Friday, June 1, 2012

Pink Dolphins!

Heading out to try and see the pink dolphins.  Once we got out of the harbor, Hunter was sure we
 were going to sink and kept saying we're sinking, we're sinking!  Once he got a life jacket on
he felt safer.
That got Keegan going and he would then say "but dad l can't swim!.  Are we sinking?"

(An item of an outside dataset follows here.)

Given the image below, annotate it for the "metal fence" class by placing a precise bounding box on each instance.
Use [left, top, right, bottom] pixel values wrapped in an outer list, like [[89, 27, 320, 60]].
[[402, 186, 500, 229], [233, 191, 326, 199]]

The white building on the hill was the old police station that has been renovated into a hotel and is
very pretty with a great view.
The rock that is sticking out from the hill is supposed to represent a soldier but you can't really see
it from the angle of the photo.
Guide only spoke Chinese!
I see one!!  I didn't, but Jill was good a spotting them.
I wished they had been jumping but most of the time it was only the fin and hump we saw sticking up
out of the water.
They are really bubblegum pink!!  Amazing!  I've heard different versions of why they are pink, from being albinos, to what age they are to chemicals in the water!  
This is what Wikipedia says about them and why they are pink. We almost got all of him in this pic!
The Chinese white dolphin (Indo-Pacific humpback dolphin, Sousa chinensis chinensisChinese中華白海豚pinyinZhōnghuá bái hǎitún) is a humpback dolphin species, one of 80 cetaceanspecies. An adult is white or pink and may appear as an albino dolphin to some. Uniquely, the population along the Chinese coast has pink skin,[2] and the pink color originates not from a pigment, but from blood vessels which were overdeveloped for thermoregulation.

This picture l took off the net so you'd get a better view of them.  Apparently they are black when born, and turn grey, then pink and finally white as an adult, which takes about 10 years to maturity.
 Because of pollution and the fishing boats, the population of these neat creatures are dwindling down.
Fishing trawlers docked inside the harbor.
Coming into the harbor of Tai O.  The actual village is further along.
A few docks on stilts.

Back to the dock.  We were very fortunate to actually see the dolphins, because even with the big
tours which are run by Hong Kong Dolphin Watch organization, you don't always see them. It was on my
list of things l really wanted to do before we left so l was thrilled we saw them!!